Along the way, the entourage first stopped at what had become known as Hopper’s Rock — so named after a guest of the hotel who would, during visits, spend his spare time cutting underbrush in an effort to clear the trail.

Moving on, the President and his followers eventually reached the summit of Overlook. There, taking his rest on a rocky projection that would later be remembered as Grant’s Rock, the President of the United States allowed himself to absorb the truth that only the view from Overlook can offer. A view, according to the New York Times, that took in “every town from Cornwall below Newburgh to a point above Hudson City.” And, as story telling and more singing were offered from the summit, the occupant of the nation’s highest office permitted himself to be “decorated” with wildflowers gathered by the children who had accompanied him.

Returning to the hotel at noon, the President took an early dinner and, at 3:45 p.m., bid farewell to his fellow guests, climbed into his carriage and began to reverse the journey he had undertaken only the day before.

Grant’s visit to Woodstock would be recorded as one of the high points in the history of our town’s first one hundred years. Also recorded, however, as tends to happen in these mountains, were a number of myths and embellishments that attached themselves to his stay.

Myth #1 was that Grant, whose past history with alcohol followed him throughout his years, had been drunk the entire journey. Alf Evers, in his own description of Grant’s visit does note an article written for the Gazette, an anti-Grant newspaper in Rhinebeck, that stated, “The peripatetic head of this great and glorious republic, redolent with the stench of the back pay scandal and cheap whiskey…arrived in Rhinebeck…He was, as usual drunk.” However, neither the Times nor the Freeman, whose reporters followed the President’s visit closely, gave any substance to the rumor.

Myth #2 is that Grant and Robert E. Lee met at Mead’s Mountain House during Grant’s stop there. Lee died on September 28, 1870, three years prior to Grant’s visit.

Myth #3, though more divorced from reality than the other two is, probably, the most entertaining. It is a story told by Jim Twaddell, well known in Woodstock lore for his tall tales. As Twaddell would later recall — to anyone who would listen — he encountered Grant during the morning of his visit in the stable of the mountain house. Grant told Twaddell that he admired his horse Scott very much. Not wishing to be rude to Grant, Twaddell saddled up Scott for the President and off they raced along the trails of Overlook. Within a short period of time, however, Twaddell noticed that, due to the magic of the Overlook Mountain air, Grant was physically turning younger before his very eyes. Also recognizing the effect, Grant began to panic, yelling to Twaddell that if he were to become any younger he would not meet the 35-year-old requirement of the Constitution and would be impeached. Thinking quickly, Twaddell managed to get Scott to reverse course and rapidly guided Grant back to the stable. Upon reaching the mountain house, Grant, it seems, had miraculously returned to the proper age of 51.

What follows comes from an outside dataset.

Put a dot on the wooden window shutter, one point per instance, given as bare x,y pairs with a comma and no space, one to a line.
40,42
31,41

There was, perhaps, some irony for Woodstockers when Grant’s death was announced in 1885. For, it was on yet another mountain in New York State, Mt. McGregor, that the former president finally succumbed to cancer just a few days after completing his memoirs. For 19th century Woodstockers, however, Grant’s visit to their mountain was a seminal moment of recognition. His stay may have been brief but here was validation and birth as Woodstock began the transition from industries that took from the land — such as quarrying and tanning — to an economy and lifestyle based on what others saw in the land. Small towns often turn on what may be footnotes in a larger national story. So it was that many would follow Grant and come to know what he may have sensed as he looked out from the top of Overlook. And, for those of us who did follow, perhaps we have also come to realize that there just might be some truth in Jim Twaddell’s tale…there is magic in Overlook’s air.

Richard Heppner is Woodstock Town Historian.